Perform multiple linear regression in Python

Introduction

Here, we will be analyzing a small business’ historical marketing promotion data. Each row corresponds to an independent marketing promotion where their business uses TV, social media, radio, and influencer promotions to increase sales. They previously had you work on finding a single variable that predicts sales, and now they are hoping to expand this analysis to include other variables that can help them target their marketing efforts.
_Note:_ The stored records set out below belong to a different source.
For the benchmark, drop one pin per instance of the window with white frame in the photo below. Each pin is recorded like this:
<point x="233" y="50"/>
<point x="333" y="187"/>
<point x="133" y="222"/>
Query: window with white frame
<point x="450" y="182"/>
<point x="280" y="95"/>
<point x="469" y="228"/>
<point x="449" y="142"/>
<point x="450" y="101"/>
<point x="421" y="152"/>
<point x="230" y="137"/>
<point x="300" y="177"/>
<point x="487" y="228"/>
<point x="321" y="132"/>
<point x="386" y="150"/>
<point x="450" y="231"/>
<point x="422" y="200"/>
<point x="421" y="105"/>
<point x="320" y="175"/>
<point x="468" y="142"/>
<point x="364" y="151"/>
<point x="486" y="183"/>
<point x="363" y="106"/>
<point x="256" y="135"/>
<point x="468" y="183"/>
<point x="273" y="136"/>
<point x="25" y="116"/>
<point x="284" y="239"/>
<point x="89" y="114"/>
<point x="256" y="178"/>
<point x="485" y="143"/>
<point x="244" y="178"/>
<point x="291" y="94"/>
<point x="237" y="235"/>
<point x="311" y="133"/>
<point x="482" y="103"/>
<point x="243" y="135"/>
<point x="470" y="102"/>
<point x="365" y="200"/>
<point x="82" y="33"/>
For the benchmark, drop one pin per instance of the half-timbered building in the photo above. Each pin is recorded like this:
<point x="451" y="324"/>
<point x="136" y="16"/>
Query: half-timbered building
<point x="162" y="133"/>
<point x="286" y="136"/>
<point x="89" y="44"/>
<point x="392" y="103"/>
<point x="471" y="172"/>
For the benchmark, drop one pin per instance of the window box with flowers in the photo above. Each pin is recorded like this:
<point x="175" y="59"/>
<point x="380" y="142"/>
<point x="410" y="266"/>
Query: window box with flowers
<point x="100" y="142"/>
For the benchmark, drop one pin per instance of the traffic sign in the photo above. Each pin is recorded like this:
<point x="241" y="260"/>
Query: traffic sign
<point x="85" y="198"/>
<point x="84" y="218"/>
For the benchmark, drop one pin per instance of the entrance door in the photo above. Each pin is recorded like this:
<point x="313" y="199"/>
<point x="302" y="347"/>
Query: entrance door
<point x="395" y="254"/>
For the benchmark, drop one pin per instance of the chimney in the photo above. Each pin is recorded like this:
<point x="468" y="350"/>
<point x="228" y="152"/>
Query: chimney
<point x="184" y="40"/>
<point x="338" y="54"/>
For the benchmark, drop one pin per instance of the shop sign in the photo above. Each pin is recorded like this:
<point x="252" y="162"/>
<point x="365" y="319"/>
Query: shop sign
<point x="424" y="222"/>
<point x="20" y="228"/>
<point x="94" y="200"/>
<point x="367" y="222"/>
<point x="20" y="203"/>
To address the business request, we will conduct a multiple linear regression analysis to estimate sales from a combination of independent variables. This will include:

  • Exploring and cleaning data
  • Using plots and descriptive statistics to select the independent variables
  • Creating a fitting multiple linear regression model
  • Checking model assumptions
  • Interpreting model outputs and communicating the results to non-technical stakeholders

Imports & Load

# Import libraries and modules
import pandas as pd
import matplotlib.pyplot as plt
import seaborn as sns
import statsmodels.api as sm
from statsmodels.formula.api import ols
# Load the data
data = pd.read_csv('marketing_sales_data.csv')
# Display the first five rows.
data.head()
TVRadioSocial MediaInfluencerSales
0Low3.5180702.293790Micro55.261284
1Low7.7568762.572287Mega67.574904
2High20.3489881.227180Micro272.250108
3Medium20.1084872.728374Mega195.102176
4High31.6532007.776978Nano273.960377

Data exploration

The features in the data are:

  • TV promotional budget (in “Low,” “Medium,” and “High” categories)
  • Social media promotional budget (in millions of dollars)
  • Radio promotional budget (in millions of dollars)
  • Sales (in millions of dollars)
  • Influencer size (in “Mega,” “Macro,” “Micro,” and “Nano” categories)
Create a pairplot of the data
# Create a pairplot of the data
sns.pairplot(data)
  • Radio and Social Media both appear to have linear relationships with Sales. Given this, Radio and Social Media may be useful as independent variables in a multiple linear regression model estimating Sales.
  • TV and Influencer are excluded from the pairplot because they are not numeric.
Calculate the mean sales for each categorical variable
# Calculate the mean sales for each TV category 
print(data.groupby('TV')['Sales'].mean())
print('')
# Calculate the mean sales for each Influencer category 
print(data.groupby('Influencer')['Sales'].mean())
TV
High 300.853195
Low 90.984101
Medium 195.358032
Name: Sales, dtype: float64

Influencer
Macro 181.670070
Mega 194.487941
Micro 188.321846
Nano 191.874432
Name: Sales, dtype: float64
  • The average Sales for High TV promotions is considerably higher than for Medium and Low TV promotions. TV may be a strong predictor of Sales.
  • The categories for Influencer have different average Sales, but the variation is not substantial. Influencer may be a weak predictor of Sales.
  • These results can be investigated further when fitting the multiple linear regression model.
Remove missing data
# Drop rows that contain missing data and update the DataFrame
data = data.dropna(axis=0)
Clean column names

The ols() function doesn’t run when variable names contain a space. We need to fix them.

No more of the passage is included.